I know that coming up with naming that is self-evident is not always so easy. In this case I’m afraid that I don’t understand what your variables represent as well as you do. Nor do I understand exactly what you want to happen under what conditions. It may be that similar to some utilities you want to “charge a late fee” or similar to some banks “charge a bounced check fee”. Again, you would best know what you want to happen when.

The variable names I used in post # 21 may not exactly correspond to your variables, but hopefully the pseudocode logic is close to what you have in mind.

How would you write the logic flow in “human” ?


#26

Thanks again for your reply.
This is how I would write it:
I want to take what’s left in wallet (which isn’t enough for the current purchase) and use it for the purchase, along with what ever is needed from earnings, to complete the purchase, or (if that combination is not enough for the purchase, then: ‘not enough money’ message


#27

Thanks. I find it easier to be broken down into list form

I want to take what’s left in wallet 
(which isn’t enough for the current purchase) and 
use it for the purchase, 
along with what ever is needed from earnings, 
to complete the purchase, 
or (if that combination is not enough for the purchase, 
then: ‘not enough money’ message

Then change each to rough pseudocode that’s between “human” and “code”

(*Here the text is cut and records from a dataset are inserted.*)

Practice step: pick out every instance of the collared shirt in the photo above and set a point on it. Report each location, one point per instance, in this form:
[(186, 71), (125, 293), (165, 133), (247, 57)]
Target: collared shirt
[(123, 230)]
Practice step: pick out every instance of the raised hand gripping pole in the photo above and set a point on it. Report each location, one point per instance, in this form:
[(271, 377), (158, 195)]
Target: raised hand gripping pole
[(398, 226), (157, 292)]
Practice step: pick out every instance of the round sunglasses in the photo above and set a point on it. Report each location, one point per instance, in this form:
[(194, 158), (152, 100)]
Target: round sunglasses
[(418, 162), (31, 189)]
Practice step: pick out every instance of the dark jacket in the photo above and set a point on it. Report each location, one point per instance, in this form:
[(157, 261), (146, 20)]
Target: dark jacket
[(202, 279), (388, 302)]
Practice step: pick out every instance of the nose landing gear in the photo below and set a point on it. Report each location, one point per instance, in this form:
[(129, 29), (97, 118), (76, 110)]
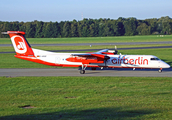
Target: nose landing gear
[(160, 70)]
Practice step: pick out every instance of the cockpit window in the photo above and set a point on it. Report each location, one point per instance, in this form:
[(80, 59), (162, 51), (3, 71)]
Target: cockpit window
[(154, 59)]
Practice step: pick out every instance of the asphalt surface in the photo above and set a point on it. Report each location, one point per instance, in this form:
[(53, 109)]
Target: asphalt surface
[(81, 44), (75, 72)]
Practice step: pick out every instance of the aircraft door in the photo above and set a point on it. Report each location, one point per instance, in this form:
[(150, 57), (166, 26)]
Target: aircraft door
[(57, 60)]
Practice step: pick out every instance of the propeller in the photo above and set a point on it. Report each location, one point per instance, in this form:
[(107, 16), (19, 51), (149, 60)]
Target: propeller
[(116, 51)]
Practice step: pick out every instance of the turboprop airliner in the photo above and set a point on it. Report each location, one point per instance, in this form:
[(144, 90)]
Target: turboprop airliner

// I want to take what’s left in wallet 
$current_wallet_amount 
// (which isn’t enough for the current purchase) and 
$current_wallet_amount < $current_purchase_amount 
// use it for the purchase, 
$unpaid_purchase_amount = $current_purchase_amount - $current_wallet_amount 
$current_wallet_amount = 0 
// along with what ever is needed from earnings, 
$current_earnings - $unpaid_purchase_amount 
// to complete the purchase, 
$unpaid_purchase_amount = 0 
// or (if that combination is not enough for the purchase, 
if ($current_wallet_amount + $current_earnings) < $current_purchase_amount 
// then: ‘not enough money’ message 
display message 

Then, if that all looks good (I don’t think it does, even though it is close), change to code. i.e. the “which isn’t” becomes an if (condition) { etc.


#28

Except i’d rearrange it slightly for streamlining the ifs, by using some mathematical logic.

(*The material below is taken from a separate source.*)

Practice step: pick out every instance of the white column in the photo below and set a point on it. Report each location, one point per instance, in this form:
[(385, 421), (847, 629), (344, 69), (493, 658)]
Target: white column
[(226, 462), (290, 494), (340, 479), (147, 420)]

If I have enough combined cash to make the transaction:
  Subtract the whole amount from the primary source of funds.
  If the primary source is now negative:
    Add the primary source (which is a negative number...) to the secondary source.
    Set the primary source to 0.
  Endif
  Do any other 'you paid for it' logic.
Else
 display not enough cash.
Endif

You dont need to calculate the unpaid amount separately - it’s simply the negative value of the primary payment type.

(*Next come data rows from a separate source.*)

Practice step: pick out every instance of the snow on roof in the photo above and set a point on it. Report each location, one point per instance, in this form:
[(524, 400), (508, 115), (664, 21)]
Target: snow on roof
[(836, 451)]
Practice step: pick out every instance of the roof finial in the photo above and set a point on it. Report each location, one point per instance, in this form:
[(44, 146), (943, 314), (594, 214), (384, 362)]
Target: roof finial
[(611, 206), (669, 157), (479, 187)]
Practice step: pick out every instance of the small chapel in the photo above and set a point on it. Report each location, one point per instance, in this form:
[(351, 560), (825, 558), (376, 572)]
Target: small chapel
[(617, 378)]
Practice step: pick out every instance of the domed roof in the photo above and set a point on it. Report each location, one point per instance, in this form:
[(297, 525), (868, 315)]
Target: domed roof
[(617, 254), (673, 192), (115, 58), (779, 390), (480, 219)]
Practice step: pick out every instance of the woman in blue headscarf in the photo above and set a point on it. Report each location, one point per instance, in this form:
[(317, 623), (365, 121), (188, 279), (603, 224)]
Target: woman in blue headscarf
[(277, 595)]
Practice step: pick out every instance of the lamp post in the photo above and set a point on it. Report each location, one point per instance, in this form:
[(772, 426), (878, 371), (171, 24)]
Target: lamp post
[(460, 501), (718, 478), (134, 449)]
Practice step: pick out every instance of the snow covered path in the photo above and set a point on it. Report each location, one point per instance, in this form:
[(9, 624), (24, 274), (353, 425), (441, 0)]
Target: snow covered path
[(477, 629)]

You’re guaranteed not to have a negative value in the secondary source because you’ve already checked that the combined funds are sufficient for the purchase.


#29

Thanks again for your replies.

I have now tried this, but I believe my code is incorrect (and maybe the logic).
Can you suggested a correction, please:

		if($wallet >= $amount){

			$wallet = (string)($wallet - $amount);
			$db->where('id', $user_id);
			$update_wallet = $db->update(T_USERS, [
				'wallet' => $wallet
			]);

			} else {

			if($wallet < $amount){
			$wallet - $amount;
			$earnings = (string)($earnings + $wallet);
			$wallet = '0';
							$db->where('id', $user_id);
							$update_user_balance = $db->update(T_USERS, [
								'earnings' => $earnings
								]);
						}
			}

I look forward to any additional help


#30

The if after the else doesn’t seem necessary. Unless you want it there for readability it can be assumed that when $wallet is not greater than or equal to $amount it would be less than $amount.

The $wallet - $amount line performs an operation but I don’t see where it’s doing anything like changing or assigning the value to a variable.

The $earnings section looks to be OK as long as $earnings is enough to add the negative $wallet to it. I think it would be a good idea to wrap that section of code in if conditionals to make sure that’s true.